Does the sum:
$$\sum_{k=1}^{\infty}k(p^{\frac{(k-1)k}{2}}-p^{\frac{(k+1)k}{2}})$$ $$ p\in\mathbb{R}|0{\leq}p<1$$ converse, and if so, to what function?
Does the sum:
$$\sum_{k=1}^{\infty}k(p^{\frac{(k-1)k}{2}}-p^{\frac{(k+1)k}{2}})$$ $$ p\in\mathbb{R}|0{\leq}p<1$$ converse, and if so, to what function?

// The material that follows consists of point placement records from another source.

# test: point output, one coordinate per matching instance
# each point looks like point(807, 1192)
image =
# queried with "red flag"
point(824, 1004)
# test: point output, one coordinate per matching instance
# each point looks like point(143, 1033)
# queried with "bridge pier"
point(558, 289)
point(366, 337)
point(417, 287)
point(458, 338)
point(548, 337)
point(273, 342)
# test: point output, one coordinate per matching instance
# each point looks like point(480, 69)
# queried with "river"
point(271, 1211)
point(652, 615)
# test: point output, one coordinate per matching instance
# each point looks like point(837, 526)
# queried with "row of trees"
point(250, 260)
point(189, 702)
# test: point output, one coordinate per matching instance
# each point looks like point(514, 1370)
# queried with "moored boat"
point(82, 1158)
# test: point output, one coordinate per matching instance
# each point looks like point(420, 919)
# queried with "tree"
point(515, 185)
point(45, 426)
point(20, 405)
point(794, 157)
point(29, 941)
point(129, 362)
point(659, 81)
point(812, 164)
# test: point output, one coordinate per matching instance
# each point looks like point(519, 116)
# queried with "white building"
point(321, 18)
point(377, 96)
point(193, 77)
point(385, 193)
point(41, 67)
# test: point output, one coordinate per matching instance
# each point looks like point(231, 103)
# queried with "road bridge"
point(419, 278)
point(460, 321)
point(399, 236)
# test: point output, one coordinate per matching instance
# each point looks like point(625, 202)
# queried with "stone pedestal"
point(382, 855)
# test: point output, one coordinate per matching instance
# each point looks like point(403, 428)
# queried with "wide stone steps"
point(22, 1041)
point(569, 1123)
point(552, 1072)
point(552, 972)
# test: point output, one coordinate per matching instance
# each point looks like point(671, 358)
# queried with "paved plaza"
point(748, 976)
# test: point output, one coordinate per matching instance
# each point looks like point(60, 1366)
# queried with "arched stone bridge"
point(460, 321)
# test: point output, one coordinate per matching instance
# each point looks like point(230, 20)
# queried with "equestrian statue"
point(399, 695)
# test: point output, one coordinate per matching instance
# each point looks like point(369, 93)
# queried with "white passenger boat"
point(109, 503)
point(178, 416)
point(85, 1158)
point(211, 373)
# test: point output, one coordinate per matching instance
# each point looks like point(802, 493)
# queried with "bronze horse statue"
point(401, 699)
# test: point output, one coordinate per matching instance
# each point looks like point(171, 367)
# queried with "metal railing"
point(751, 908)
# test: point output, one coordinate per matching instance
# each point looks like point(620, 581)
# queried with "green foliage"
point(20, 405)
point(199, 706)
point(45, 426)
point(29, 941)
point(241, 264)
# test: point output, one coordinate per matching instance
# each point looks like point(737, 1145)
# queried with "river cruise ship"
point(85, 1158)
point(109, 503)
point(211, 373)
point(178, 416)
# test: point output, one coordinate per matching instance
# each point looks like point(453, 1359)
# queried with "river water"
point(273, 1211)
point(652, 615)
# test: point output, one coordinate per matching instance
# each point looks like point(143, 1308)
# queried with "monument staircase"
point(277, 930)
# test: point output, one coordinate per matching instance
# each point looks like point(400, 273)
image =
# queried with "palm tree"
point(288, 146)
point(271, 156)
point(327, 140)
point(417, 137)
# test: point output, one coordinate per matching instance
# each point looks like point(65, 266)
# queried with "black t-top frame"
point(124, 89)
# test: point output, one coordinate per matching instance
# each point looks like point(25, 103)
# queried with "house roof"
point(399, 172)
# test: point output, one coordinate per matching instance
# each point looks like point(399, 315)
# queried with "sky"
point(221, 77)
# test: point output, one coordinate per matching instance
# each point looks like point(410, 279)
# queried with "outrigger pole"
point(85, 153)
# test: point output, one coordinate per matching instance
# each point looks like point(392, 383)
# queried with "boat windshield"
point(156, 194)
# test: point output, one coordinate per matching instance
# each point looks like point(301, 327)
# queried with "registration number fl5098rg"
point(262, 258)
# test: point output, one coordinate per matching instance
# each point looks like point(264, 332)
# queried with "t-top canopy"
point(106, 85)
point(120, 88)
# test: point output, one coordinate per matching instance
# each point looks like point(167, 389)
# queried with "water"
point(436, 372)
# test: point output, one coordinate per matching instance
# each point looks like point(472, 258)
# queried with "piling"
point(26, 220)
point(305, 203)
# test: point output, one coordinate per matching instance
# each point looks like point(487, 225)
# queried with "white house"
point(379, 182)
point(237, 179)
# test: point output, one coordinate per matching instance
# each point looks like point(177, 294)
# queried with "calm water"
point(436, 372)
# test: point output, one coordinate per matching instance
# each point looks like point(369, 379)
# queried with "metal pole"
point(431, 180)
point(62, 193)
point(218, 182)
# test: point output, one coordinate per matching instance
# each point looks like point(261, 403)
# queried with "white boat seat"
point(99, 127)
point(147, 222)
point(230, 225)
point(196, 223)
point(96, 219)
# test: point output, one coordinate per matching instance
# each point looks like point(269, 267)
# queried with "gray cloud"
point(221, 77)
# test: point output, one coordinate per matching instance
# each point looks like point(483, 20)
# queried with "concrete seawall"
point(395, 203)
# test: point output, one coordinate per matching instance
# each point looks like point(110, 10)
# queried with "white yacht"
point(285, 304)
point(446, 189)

Let's simplify your expression to get Carl Najafi's expression :
\begin{align} \sum_{k=1}^{\infty}k\left(p^{\frac{(k-1)k}{2}}-p^{\frac{(k+1)k}{2}}\right)&=\sum_{k=1}^{\infty}k\;p^{\frac{(k-1/2)^2}2-\frac 18}-\sum_{k=1}^{\infty}k\;p^{\frac{(k+1/2)^2}2-\frac 18}\\ &=\sum_{k=0}^{\infty}(k+1)\;p^{\frac{(k+1/2)^2}2-\frac 18}-\sum_{k=1}^{\infty}k\;p^{\frac{(k+1/2)^2}2-\frac 18}\\ &=\sum_{k=0}^{\infty}\;p^{\frac{(k+1/2)^2}2-\frac 18}\\ &=\sum_{k=0}^{\infty}\;p^{\frac{k(k+1)}2}\\ \end{align} Proving Carl's claim.
After that you'll simply have to use the definition of the second theta function $$\theta_2(0,\sqrt{p})=2\sum_{k=0}^{\infty}\;\sqrt{p}^{(k+1/2)^2}$$ to get the Alpha result (since $\sqrt{p}^{1/4}=\sqrt[8]{p}$) : $$\frac {\theta_2(0,\sqrt{p})}{2\;\sqrt[8]{p}}\quad\text{for}\ 0<p<1$$